Nevertheless, given what’s at stake, it’s certainly worth making the effort. Perhaps Francis, as the first non-Western pope in a long time, and a figure whose sympathy for the underdog is the stuff of legend, can succeed where others have failed.
If the Vatican somehow is able to establish a line of communication with Pyongyang, obviously the conversation will start with the current crisis and what needs to be done to avoid an armed conflict between nuclear powers. It doesn’t have to end there, however, because there’s lots more to discuss, prominently including the fate of the country’s anguished Christian minority.
North Korea is widely regarded as the world’s leading persecutor of Christians. Indeed, some observers regard the isolated state as occupying a category all by itself, engaging in systematic barbarity against Christians and other perceived enemies reminiscent of the world’s most appalling chapters of inhumanity, such as Treblinka and the killing fields of Cambodia.
Open Doors, a non-denominational watchdog group on anti-Christian persecution of Protestant origins, has placed North Korea at the top of its annual “World Watch” list of the worst offenders for each of the last 15 years. The organization believes there are somewhere between 200,000 to a half-million Christians in North Korea, at least a quarter of whom are currently languishing in prison camps.

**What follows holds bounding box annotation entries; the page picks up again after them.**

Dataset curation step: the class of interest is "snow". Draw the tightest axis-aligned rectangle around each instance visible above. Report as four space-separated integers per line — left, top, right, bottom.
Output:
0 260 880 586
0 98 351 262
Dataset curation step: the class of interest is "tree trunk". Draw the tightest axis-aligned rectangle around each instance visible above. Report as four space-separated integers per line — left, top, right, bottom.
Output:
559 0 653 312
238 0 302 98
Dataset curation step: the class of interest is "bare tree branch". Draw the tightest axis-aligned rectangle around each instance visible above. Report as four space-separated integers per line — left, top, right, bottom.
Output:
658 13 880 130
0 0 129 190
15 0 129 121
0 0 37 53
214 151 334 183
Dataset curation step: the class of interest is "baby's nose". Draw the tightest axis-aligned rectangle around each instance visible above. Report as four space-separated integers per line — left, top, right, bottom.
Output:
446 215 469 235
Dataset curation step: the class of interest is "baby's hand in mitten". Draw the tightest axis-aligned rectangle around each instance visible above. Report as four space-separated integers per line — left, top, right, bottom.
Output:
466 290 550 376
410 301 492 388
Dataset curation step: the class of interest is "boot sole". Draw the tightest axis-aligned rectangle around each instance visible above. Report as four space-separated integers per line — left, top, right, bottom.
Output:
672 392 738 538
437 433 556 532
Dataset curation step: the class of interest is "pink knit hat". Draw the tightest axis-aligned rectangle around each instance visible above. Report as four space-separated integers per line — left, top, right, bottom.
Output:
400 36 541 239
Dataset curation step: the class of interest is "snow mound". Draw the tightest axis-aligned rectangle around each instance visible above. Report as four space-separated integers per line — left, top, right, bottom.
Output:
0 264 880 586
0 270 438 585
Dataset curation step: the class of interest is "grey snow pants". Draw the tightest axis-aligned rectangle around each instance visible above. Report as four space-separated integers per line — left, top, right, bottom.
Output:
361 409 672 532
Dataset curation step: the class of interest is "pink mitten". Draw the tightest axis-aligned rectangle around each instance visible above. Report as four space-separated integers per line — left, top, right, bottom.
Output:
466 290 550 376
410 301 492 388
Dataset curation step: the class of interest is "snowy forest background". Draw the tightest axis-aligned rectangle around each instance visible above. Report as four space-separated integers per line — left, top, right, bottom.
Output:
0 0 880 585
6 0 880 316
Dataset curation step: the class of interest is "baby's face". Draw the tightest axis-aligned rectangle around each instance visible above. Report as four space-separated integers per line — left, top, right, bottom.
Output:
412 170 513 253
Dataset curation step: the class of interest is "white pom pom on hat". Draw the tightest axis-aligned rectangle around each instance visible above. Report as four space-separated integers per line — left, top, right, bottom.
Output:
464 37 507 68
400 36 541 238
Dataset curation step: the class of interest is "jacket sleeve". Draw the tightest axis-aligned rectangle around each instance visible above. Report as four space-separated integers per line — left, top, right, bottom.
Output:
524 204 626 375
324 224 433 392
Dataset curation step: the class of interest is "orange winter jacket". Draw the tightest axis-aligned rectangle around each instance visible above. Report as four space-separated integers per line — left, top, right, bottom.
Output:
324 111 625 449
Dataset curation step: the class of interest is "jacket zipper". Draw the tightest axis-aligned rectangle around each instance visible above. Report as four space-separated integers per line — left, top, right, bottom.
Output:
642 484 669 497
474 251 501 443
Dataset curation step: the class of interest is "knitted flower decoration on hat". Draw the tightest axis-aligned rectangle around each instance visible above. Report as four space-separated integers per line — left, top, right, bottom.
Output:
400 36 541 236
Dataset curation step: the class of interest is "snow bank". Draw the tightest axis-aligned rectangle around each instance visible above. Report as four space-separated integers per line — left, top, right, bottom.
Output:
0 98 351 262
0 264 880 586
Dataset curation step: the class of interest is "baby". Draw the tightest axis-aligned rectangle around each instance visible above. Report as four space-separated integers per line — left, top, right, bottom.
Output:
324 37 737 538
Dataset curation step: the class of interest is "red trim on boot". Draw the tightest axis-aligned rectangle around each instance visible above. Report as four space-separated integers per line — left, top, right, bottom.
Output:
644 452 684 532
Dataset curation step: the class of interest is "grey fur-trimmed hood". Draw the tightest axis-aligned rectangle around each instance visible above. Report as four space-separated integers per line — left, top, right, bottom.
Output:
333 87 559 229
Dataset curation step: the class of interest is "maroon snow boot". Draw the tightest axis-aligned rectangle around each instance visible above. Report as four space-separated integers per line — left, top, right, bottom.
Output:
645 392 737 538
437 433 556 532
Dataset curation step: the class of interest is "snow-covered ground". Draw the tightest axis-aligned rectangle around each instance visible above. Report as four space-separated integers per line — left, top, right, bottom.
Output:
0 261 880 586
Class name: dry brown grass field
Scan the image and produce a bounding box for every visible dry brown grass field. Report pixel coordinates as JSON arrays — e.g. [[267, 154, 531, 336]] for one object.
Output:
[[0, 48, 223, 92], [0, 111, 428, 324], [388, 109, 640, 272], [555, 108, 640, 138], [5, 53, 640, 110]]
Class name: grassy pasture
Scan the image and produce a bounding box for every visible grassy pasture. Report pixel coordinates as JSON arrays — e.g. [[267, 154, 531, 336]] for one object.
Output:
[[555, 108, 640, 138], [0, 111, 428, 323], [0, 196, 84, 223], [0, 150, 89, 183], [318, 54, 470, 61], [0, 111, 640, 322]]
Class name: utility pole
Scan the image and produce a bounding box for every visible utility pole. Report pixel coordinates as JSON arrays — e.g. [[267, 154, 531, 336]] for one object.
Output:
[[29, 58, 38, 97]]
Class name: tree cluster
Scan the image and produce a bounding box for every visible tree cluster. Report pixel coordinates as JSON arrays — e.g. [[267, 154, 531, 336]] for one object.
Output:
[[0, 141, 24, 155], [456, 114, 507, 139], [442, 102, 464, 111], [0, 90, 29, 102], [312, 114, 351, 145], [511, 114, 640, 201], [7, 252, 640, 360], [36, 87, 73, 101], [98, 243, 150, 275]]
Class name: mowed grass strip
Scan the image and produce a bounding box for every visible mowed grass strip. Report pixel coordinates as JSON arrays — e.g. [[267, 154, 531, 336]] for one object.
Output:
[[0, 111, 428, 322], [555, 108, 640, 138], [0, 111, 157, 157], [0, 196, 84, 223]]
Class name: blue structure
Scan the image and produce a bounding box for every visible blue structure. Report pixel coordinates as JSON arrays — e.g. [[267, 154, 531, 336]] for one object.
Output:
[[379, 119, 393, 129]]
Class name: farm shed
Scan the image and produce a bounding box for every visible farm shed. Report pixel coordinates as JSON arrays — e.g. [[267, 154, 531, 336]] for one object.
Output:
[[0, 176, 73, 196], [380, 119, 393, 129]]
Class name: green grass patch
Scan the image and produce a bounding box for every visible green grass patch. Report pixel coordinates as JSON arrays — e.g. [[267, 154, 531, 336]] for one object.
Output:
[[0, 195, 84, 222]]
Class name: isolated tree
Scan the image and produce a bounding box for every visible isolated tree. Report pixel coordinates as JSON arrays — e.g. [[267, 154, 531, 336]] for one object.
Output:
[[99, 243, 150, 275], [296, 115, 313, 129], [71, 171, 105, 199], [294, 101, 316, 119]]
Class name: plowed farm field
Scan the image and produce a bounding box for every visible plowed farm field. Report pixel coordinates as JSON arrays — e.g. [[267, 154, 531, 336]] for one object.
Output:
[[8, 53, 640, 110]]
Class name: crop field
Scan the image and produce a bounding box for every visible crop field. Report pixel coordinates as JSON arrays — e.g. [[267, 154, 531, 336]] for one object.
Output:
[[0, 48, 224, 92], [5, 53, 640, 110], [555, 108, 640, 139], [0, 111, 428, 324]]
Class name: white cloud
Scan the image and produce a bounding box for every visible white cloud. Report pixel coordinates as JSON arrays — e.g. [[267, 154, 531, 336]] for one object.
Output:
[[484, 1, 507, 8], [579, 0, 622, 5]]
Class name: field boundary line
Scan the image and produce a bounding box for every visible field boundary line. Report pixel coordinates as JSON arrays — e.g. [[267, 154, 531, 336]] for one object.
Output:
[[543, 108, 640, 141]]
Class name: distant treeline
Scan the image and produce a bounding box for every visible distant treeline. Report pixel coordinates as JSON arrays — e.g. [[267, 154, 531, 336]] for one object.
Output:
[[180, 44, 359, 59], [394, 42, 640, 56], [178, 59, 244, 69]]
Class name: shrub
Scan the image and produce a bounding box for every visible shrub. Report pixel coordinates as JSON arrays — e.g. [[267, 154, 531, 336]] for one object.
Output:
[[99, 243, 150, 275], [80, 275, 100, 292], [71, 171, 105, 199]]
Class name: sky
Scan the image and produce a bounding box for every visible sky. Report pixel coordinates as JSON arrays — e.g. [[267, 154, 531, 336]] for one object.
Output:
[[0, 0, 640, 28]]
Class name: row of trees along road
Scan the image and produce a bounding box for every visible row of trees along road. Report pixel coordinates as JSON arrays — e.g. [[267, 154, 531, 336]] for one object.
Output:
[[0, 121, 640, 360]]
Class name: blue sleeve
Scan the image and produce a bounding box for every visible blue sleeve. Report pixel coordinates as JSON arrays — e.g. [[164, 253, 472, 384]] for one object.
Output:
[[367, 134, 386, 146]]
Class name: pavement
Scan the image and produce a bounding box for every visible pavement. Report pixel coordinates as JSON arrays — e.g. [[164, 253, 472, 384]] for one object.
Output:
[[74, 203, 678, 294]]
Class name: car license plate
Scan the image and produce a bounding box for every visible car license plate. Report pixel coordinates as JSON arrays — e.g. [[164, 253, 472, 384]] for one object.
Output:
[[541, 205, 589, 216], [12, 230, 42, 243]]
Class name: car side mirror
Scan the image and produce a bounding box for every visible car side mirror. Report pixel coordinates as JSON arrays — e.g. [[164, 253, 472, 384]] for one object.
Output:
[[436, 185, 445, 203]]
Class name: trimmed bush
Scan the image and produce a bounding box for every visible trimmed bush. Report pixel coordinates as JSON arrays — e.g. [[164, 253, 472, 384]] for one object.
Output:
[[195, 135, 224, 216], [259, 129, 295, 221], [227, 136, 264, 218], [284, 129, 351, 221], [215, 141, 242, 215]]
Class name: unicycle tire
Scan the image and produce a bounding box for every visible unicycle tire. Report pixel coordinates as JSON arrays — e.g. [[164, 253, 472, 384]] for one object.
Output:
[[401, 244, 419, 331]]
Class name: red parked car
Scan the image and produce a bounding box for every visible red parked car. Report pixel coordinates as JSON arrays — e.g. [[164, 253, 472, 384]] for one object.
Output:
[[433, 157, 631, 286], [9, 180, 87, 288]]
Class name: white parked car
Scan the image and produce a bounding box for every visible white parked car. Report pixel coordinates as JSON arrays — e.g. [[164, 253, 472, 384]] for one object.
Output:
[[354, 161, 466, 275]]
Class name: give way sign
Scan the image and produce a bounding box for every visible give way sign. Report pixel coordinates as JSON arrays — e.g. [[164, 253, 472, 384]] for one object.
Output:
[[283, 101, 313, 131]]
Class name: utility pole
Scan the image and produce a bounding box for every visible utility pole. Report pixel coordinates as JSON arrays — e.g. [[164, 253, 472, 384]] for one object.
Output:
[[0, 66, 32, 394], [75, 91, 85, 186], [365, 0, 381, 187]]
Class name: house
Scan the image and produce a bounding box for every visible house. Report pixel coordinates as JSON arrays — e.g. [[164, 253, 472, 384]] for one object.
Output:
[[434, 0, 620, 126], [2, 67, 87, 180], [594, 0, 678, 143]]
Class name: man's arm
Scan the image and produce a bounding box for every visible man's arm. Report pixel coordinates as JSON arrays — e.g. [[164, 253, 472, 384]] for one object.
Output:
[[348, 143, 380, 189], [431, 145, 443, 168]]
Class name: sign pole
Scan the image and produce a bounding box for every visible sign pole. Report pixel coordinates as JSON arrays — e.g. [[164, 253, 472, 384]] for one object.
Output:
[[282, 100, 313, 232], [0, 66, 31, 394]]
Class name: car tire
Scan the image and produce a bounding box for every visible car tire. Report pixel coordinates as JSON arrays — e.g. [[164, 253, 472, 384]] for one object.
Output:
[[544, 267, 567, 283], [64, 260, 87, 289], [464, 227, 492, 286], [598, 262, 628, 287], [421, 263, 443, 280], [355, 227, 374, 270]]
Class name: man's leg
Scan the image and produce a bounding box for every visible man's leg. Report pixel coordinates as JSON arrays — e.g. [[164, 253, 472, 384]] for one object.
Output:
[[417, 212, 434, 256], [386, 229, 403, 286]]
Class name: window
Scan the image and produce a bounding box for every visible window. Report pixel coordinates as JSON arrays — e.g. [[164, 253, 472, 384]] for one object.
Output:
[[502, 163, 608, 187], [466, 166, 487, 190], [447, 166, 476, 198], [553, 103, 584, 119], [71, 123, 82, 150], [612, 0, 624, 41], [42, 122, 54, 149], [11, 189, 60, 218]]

Defectors from North Korea often tell stories of anti-Christian atrocities that almost defy belief. In 2005, for example, a member of the army who escaped to the West told a respected human rights investigator that his unit had been dispatched to a village where members of the local Christian church were refusing to take part in the national cult around the Kim dynasty. According to this soldier, the unit rounded up the church’s pastor, two assistant pastors and two elders. The five bound men were placed in front of the bulldozer and given a final chance to renounce their Christian faith. When they refused, the soldier said, they were crushed to death in front of their congregation.
It wasn’t always this way. In the early 20th century, Pyongyang was known as the “Jerusalem of the East” because of its thriving Christian population, composed of a mix of Western missionaries and growing numbers of native converts.
In 1910, Korean Christians numbered over 200,000, two thirds of them Presbyterians and Methodists, in a country of approximately 13 million people, and most of them were located in what’s now North Korea. There were more than 2,000 churches in the country in 1942, again mostly in the north. There was even a “Great Pyongyang Revival” that helped spread the faith across the country and into other parts of Asia.
Now, all that seems a distant memory. The anti-Christian animus is so strong in North Korea today that even people with Christian grandparents are frozen out of the most important jobs – a grand irony, given that the mother of revered founder Kim Il Sung was a Presbyterian deaconess.
Granted, the treatment of Christians in North Korea is part of a broader absence of even rudimentary notions of human rights, a reality that afflicts other groups as well, prominently including perceived political dissidents.
Granted, too, directly challenging the North Korean regime over such matters has often proven counter-productive, risking making life even worse (if that’s possible) for the people outside forces are trying to help.
Still, the suffering of the country’s Christians is a reminder that while the current nuclear crisis may be a point of departure for talks with Pyongyang, it doesn’t also have to be the point of arrival. There’s plenty more to talk about, and all those Christians in camps would doubtless be grateful if space can be made for them too on the agenda.